近年の研究で、ビタミンDは骨粗鬆症、癌の進行と死亡率、免疫反応、糖尿病、高血圧、CVD発症と経過に関与し、最適な健康状態を保つために必要であることが示されている。
数百の研究のレビューは、ビタミンDが心血管系疾患を含む様々な慢性疾患のリスク軽減に重要であるというエビデンスを報告し、Health Professionals Follow-up StudyではビタミンD欠乏症患者の心筋梗塞(MI)リスクが2.5倍近く上昇することが明らかになっている。
また、ビタミンD欠乏症ではなく、MIや動脈細動(AF)の既往歴がない患者において、(25-OH)Dレベルを20ng/mL以上〜30ng/mL以上にした場合、死亡リスクが有意に低下し、AFリスクも低下することが明らかになった。
治療抵抗性高血圧患者を対象とした解析では治療抵抗性高血圧とビタミンD欠乏との間に有意な関連が示され、メタ解析ではビタミンD補充が血圧低下と関連し、抗炎症作用があることが示されている。
NHANESの参加者8523人を対象とした脳卒中リスクの検討では、25(OH)D欠乏が脳卒中の有意な危険因子であることが判明した。その他の研究では、ビタミンD欠乏と左室肥大、内皮機能障害、高血圧、動脈硬化との関連が示されている。
リンクの研究は、ビタミンDおよび25(OH)Dの具体的な値がCVDリスクに及ぼす影響をよりよく理解し、明らかにするためにNHANESに登録された9825人のデータを収集したもの。

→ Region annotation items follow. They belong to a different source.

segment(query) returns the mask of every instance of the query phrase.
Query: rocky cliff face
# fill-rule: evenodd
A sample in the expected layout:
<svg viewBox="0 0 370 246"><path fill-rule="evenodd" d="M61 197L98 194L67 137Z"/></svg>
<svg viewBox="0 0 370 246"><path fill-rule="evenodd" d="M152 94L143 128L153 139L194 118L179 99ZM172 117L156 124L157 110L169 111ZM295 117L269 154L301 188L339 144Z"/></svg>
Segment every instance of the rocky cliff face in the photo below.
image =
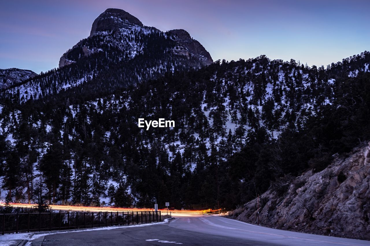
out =
<svg viewBox="0 0 370 246"><path fill-rule="evenodd" d="M140 27L144 25L138 19L124 10L108 8L93 22L90 37L100 32L119 31L121 28L130 28L134 25Z"/></svg>
<svg viewBox="0 0 370 246"><path fill-rule="evenodd" d="M188 32L183 29L175 29L169 31L168 32L174 34L181 44L180 49L175 48L173 50L174 53L184 55L188 57L197 56L203 66L209 65L213 62L208 51L200 43L193 39ZM181 49L182 47L185 49Z"/></svg>
<svg viewBox="0 0 370 246"><path fill-rule="evenodd" d="M370 240L370 142L346 158L336 157L320 172L308 171L285 184L284 194L272 187L229 215L257 223L259 207L262 225Z"/></svg>
<svg viewBox="0 0 370 246"><path fill-rule="evenodd" d="M145 47L152 44L148 44L144 37L153 34L164 35L174 41L170 49L172 54L169 55L191 59L191 66L199 68L213 62L209 53L186 31L176 30L164 33L144 25L124 10L108 8L94 21L88 38L80 41L61 57L59 67L76 62L81 57L107 52L107 47L109 49L111 46L120 49L122 57L133 58L143 54Z"/></svg>
<svg viewBox="0 0 370 246"><path fill-rule="evenodd" d="M31 70L18 68L0 69L0 89L6 89L37 75Z"/></svg>

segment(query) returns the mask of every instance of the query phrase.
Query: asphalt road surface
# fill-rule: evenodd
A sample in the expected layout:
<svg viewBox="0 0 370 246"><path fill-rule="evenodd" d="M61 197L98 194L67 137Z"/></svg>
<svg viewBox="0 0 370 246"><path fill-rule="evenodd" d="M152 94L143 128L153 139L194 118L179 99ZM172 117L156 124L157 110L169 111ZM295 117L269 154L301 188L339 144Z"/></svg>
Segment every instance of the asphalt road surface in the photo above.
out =
<svg viewBox="0 0 370 246"><path fill-rule="evenodd" d="M169 223L141 227L47 235L32 245L370 245L370 241L273 229L215 215L174 216Z"/></svg>

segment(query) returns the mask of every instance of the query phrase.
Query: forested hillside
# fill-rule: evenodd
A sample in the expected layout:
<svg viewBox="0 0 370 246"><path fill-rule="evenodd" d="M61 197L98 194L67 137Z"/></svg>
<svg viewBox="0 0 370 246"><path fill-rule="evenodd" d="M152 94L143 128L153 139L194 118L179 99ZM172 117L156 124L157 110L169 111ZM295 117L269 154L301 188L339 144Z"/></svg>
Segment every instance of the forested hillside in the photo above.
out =
<svg viewBox="0 0 370 246"><path fill-rule="evenodd" d="M219 60L117 85L129 73L95 74L116 57L98 53L28 82L45 85L42 97L3 94L3 197L151 207L155 197L178 208L231 208L370 139L368 52L326 68L265 56ZM146 131L139 118L175 127Z"/></svg>

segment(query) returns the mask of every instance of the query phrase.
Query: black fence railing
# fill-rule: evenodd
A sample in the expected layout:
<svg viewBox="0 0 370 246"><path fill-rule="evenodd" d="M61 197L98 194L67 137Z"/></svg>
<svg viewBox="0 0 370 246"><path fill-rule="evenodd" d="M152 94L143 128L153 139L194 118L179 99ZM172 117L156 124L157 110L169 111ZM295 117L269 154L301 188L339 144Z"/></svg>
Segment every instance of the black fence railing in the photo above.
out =
<svg viewBox="0 0 370 246"><path fill-rule="evenodd" d="M161 211L0 214L1 234L94 228L162 221Z"/></svg>

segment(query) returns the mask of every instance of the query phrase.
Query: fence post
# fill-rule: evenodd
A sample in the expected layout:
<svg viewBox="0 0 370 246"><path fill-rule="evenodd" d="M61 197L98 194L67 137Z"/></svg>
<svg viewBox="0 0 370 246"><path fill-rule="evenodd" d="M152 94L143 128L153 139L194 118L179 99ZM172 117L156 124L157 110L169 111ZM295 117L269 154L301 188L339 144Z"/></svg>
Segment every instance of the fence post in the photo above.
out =
<svg viewBox="0 0 370 246"><path fill-rule="evenodd" d="M28 213L27 216L27 232L30 232L30 213Z"/></svg>
<svg viewBox="0 0 370 246"><path fill-rule="evenodd" d="M100 227L100 212L99 212L98 214L98 219L99 219L99 223L98 224L98 226Z"/></svg>
<svg viewBox="0 0 370 246"><path fill-rule="evenodd" d="M16 233L18 233L18 213L16 215Z"/></svg>
<svg viewBox="0 0 370 246"><path fill-rule="evenodd" d="M5 232L5 213L3 214L3 232L1 233L2 235L4 235L4 233Z"/></svg>

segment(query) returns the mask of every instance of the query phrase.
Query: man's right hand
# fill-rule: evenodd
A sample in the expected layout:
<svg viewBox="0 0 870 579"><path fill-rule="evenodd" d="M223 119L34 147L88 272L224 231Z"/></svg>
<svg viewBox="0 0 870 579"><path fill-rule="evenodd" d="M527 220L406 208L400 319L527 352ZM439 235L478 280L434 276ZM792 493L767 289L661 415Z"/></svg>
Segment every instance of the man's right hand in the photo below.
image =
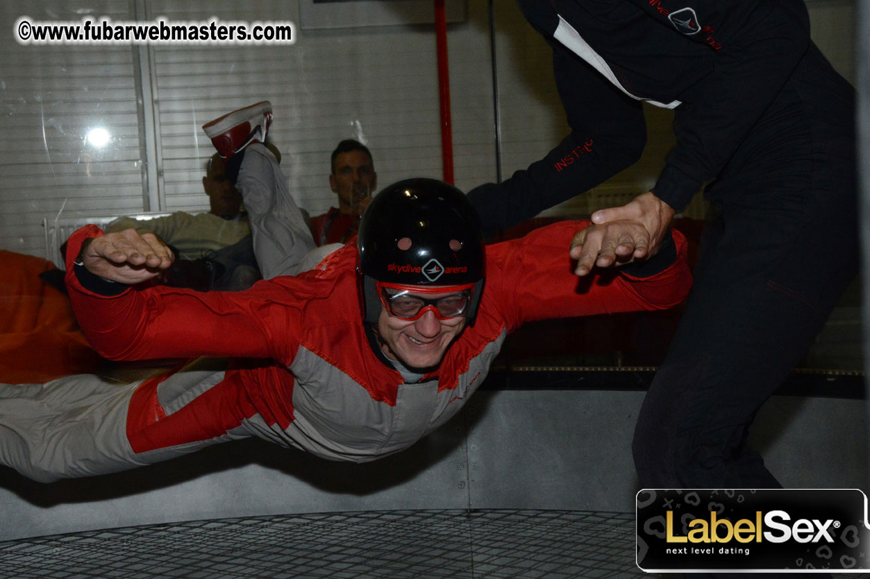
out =
<svg viewBox="0 0 870 579"><path fill-rule="evenodd" d="M92 237L82 246L84 268L100 277L134 284L147 282L172 264L172 251L153 233L136 230Z"/></svg>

CVDは脳卒中、心筋梗塞、心不全、冠動脈性心疾患のいずれかに罹患していると定義。ビタミンDの状態は、<30nmol/Lで血清25(OH)D欠乏、30~49.9nmol/Lで不全、50~125nmol/Lで正常/最適、>125nmol/Lで十分と分類した。
結果
25(OH)D欠乏はCVDと関連していることがわかった。
CVD予防と成人の心血管の健康を改善するためにビタミンDサプリメントの使用が推奨される。
The Role of Vitamin D in Cardiovascular Diseases
・ビタミンDの欠乏と不足はいずれも、脳卒中、心疾患、心筋梗塞、心不全などCVDリスクの上昇と関連しており、ビタミンDの過剰はCVDリスクの上昇とは関連していなかった。CVDと適正値(25(OH)D > 125nmol/L)との間に関連はみられず、一部文献でみられるような25(OH)D >125nmol/LはCVDリスクに悪影響を与えない可能性が示された。
・ビタミンDの主な供給源は日光への曝露だが、皮膚での合成は癌リスク上昇など否定的な結果をもたらす可能性があり、最適なレベルには必ずしも十分ではない。サプリでの摂取が推奨されるが、ビタミンDの最適摂取量を超えると、健康障害を引き起こす可能性がある。
・今回の結果は、25(OH)Dの欠乏と不足の両方がCVDとの間に有意な関連を示した。この情報は、罹患歴や家族歴としてすでにCVDリスクを抱えている患者にとって特に重要である。
・ビタミンDは、骨の健康、免疫調節、癌の予防と治療への潜在的な影響など、心臓血管の健康における役割以外にも示唆を与える可能性がある。